In den einzelnen Bundesländern gelten sehr unterschiedliche Regeln dazu, unter welchen Pandemie-Bedingungen - zum Beispiel mit Blick auf Teilnehmerzahlen - nicht angemeldete Versammlungen geduldet werden. In Magdeburg verlas die Polizei etwa per Lautsprecher die gültige Allgemeinverfügung, nach der nicht angemeldete Proteste nur noch „ortsgebunden“ stattfinden dürfen - Protestzüge durch die Stadt sind untersagt.

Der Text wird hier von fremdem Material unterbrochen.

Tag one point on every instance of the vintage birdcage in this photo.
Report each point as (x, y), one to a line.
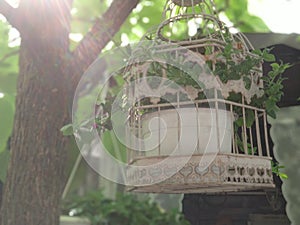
(194, 123)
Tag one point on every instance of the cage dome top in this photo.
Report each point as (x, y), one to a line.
(195, 25)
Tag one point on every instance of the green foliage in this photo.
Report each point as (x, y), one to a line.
(237, 13)
(276, 169)
(67, 130)
(126, 209)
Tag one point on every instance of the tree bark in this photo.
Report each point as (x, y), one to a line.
(36, 171)
(48, 73)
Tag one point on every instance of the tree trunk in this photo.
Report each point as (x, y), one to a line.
(36, 172)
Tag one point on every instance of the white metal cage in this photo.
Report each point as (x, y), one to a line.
(202, 138)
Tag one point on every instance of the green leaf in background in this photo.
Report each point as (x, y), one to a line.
(6, 119)
(67, 130)
(114, 146)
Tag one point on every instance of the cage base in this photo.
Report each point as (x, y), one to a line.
(223, 173)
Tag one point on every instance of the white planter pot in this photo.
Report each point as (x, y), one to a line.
(183, 130)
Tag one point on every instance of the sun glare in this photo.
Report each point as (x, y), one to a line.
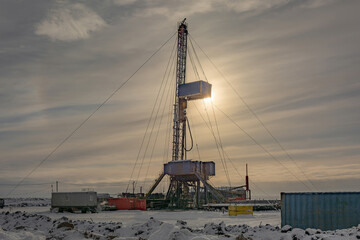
(207, 100)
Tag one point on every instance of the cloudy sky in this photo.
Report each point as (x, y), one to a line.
(295, 64)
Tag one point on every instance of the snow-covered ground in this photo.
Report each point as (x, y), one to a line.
(27, 202)
(39, 223)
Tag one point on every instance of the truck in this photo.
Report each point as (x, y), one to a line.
(75, 201)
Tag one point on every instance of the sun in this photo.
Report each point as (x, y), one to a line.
(209, 99)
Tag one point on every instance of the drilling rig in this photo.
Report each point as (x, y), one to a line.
(189, 186)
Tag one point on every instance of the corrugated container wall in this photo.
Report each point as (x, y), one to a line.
(320, 210)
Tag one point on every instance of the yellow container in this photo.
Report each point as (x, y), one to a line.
(240, 210)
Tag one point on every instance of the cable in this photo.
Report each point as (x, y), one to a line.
(262, 147)
(162, 113)
(216, 141)
(156, 115)
(137, 158)
(192, 141)
(254, 114)
(83, 122)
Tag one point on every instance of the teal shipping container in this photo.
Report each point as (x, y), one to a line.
(320, 210)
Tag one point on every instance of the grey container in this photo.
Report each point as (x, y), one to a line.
(320, 210)
(195, 90)
(184, 167)
(74, 201)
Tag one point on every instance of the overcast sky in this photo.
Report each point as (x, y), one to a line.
(295, 63)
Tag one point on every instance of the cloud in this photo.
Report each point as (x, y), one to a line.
(124, 2)
(69, 22)
(252, 5)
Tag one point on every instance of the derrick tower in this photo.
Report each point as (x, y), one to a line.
(189, 185)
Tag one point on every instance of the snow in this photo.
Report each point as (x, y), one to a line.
(39, 223)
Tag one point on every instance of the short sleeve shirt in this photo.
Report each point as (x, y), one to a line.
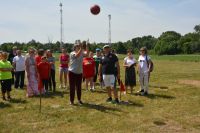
(20, 63)
(64, 58)
(108, 64)
(76, 63)
(5, 75)
(143, 63)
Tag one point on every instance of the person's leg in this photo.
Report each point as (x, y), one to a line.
(131, 87)
(141, 78)
(78, 86)
(3, 90)
(53, 74)
(46, 82)
(72, 82)
(50, 81)
(146, 83)
(91, 83)
(61, 77)
(22, 76)
(8, 84)
(65, 77)
(17, 76)
(86, 84)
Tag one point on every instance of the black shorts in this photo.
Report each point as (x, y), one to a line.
(6, 85)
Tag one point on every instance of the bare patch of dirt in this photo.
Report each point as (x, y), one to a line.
(195, 83)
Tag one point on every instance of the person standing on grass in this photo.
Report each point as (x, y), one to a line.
(44, 69)
(130, 76)
(51, 60)
(97, 59)
(38, 57)
(64, 60)
(5, 76)
(143, 70)
(75, 71)
(89, 71)
(107, 68)
(19, 69)
(11, 55)
(32, 74)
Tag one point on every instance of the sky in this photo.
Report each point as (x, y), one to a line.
(24, 20)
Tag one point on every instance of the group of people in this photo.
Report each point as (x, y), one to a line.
(80, 65)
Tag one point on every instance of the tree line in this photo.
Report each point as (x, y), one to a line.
(168, 43)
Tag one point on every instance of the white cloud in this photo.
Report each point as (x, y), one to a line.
(24, 20)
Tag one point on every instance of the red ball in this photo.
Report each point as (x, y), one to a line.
(95, 9)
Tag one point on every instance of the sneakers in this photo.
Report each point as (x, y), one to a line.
(116, 101)
(144, 93)
(4, 98)
(140, 91)
(80, 102)
(9, 98)
(109, 99)
(60, 87)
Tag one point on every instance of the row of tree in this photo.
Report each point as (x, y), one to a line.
(168, 43)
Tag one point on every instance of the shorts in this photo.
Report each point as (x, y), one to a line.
(6, 85)
(109, 80)
(63, 69)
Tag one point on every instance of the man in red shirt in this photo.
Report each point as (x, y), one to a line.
(89, 69)
(38, 57)
(44, 72)
(64, 60)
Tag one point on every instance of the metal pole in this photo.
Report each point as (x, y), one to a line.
(61, 26)
(109, 30)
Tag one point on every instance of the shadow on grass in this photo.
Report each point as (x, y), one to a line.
(160, 87)
(4, 105)
(54, 94)
(131, 103)
(14, 100)
(154, 96)
(100, 91)
(101, 108)
(159, 123)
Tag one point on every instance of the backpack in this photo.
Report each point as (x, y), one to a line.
(152, 65)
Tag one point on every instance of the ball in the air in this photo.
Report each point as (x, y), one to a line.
(95, 9)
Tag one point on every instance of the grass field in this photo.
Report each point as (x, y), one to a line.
(173, 105)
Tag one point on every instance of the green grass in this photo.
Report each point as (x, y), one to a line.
(170, 107)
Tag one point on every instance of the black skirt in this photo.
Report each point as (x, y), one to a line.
(130, 77)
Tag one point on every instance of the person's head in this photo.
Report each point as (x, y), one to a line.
(106, 49)
(4, 56)
(63, 51)
(77, 45)
(44, 59)
(31, 51)
(113, 51)
(84, 45)
(41, 52)
(143, 51)
(98, 52)
(49, 53)
(129, 53)
(19, 53)
(91, 54)
(14, 49)
(0, 55)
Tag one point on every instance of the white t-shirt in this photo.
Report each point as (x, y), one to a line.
(20, 63)
(129, 61)
(142, 61)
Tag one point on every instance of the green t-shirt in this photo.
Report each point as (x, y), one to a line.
(5, 75)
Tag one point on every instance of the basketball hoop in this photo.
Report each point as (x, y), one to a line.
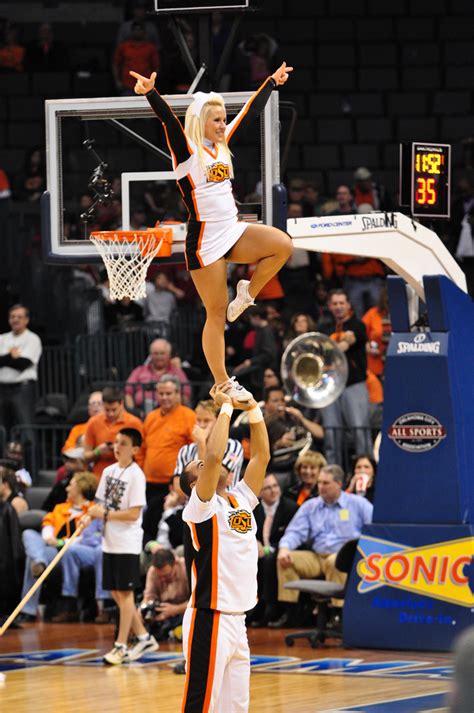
(127, 255)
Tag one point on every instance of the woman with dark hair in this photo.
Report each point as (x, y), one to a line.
(10, 490)
(300, 323)
(307, 469)
(363, 476)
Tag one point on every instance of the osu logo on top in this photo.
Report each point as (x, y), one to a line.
(217, 172)
(240, 521)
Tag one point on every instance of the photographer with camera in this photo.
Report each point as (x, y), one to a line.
(166, 594)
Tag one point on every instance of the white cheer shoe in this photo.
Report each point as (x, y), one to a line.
(241, 301)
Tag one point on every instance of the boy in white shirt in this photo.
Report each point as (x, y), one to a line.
(120, 500)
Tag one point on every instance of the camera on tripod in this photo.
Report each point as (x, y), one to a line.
(148, 609)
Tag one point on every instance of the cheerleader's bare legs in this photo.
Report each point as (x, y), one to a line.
(270, 249)
(266, 246)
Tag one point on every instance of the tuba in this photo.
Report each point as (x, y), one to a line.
(314, 370)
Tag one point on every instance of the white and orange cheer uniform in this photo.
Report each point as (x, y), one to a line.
(213, 227)
(224, 587)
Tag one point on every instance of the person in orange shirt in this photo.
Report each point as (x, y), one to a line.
(94, 406)
(136, 52)
(102, 429)
(165, 430)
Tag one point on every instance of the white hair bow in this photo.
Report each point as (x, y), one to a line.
(201, 98)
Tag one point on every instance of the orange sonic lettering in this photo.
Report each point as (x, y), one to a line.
(374, 569)
(456, 576)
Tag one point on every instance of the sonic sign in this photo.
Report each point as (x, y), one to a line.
(442, 570)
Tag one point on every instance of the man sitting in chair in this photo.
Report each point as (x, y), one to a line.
(326, 523)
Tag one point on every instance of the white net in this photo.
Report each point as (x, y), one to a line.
(127, 260)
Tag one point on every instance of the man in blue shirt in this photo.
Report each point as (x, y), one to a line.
(326, 523)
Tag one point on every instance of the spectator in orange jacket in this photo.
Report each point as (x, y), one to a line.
(58, 526)
(165, 430)
(94, 406)
(137, 53)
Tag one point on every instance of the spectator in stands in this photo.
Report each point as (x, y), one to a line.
(307, 469)
(272, 514)
(158, 363)
(166, 429)
(45, 54)
(139, 14)
(74, 462)
(168, 535)
(137, 52)
(10, 491)
(270, 378)
(351, 409)
(103, 428)
(319, 521)
(14, 452)
(160, 301)
(264, 350)
(345, 201)
(312, 202)
(296, 191)
(300, 323)
(367, 191)
(254, 58)
(57, 527)
(122, 315)
(166, 594)
(20, 352)
(95, 405)
(5, 190)
(12, 54)
(379, 328)
(362, 278)
(84, 553)
(362, 481)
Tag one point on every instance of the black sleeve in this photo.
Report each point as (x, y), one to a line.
(175, 136)
(20, 364)
(251, 110)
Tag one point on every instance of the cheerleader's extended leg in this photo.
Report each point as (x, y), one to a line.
(211, 284)
(266, 246)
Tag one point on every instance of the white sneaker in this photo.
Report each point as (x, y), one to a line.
(117, 655)
(241, 302)
(237, 391)
(143, 647)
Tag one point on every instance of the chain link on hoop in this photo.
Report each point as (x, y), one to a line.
(127, 256)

Gegen das Verbot nicht angemeldeter Corona-Demonstrationen in der Gemeinde Bretten hat sich ein Mann erfolgreich mit einem Eilantrag vor dem Verwaltungsgericht Karlsruhe durchgesetzt. Der Beschluss gilt nach Angaben vom Montag aber erstmal nur für den Antragsteller und ist noch nicht rechtskräftig (Az. 14 K 119/22). Die Kommune hatte bis Ende Januar „alle mit generellen Aufrufen zu "Montagsspaziergängen" oder "Spaziergängen" in Zusammenhang stehenden, nicht angezeigten und nicht behördlich bestätigten Versammlungen und Ersatzversammlungen“ untersagt. Ein Verbot müsse sich jedoch in den Grenzen der Verhältnismäßigkeit halten, befand das Gericht.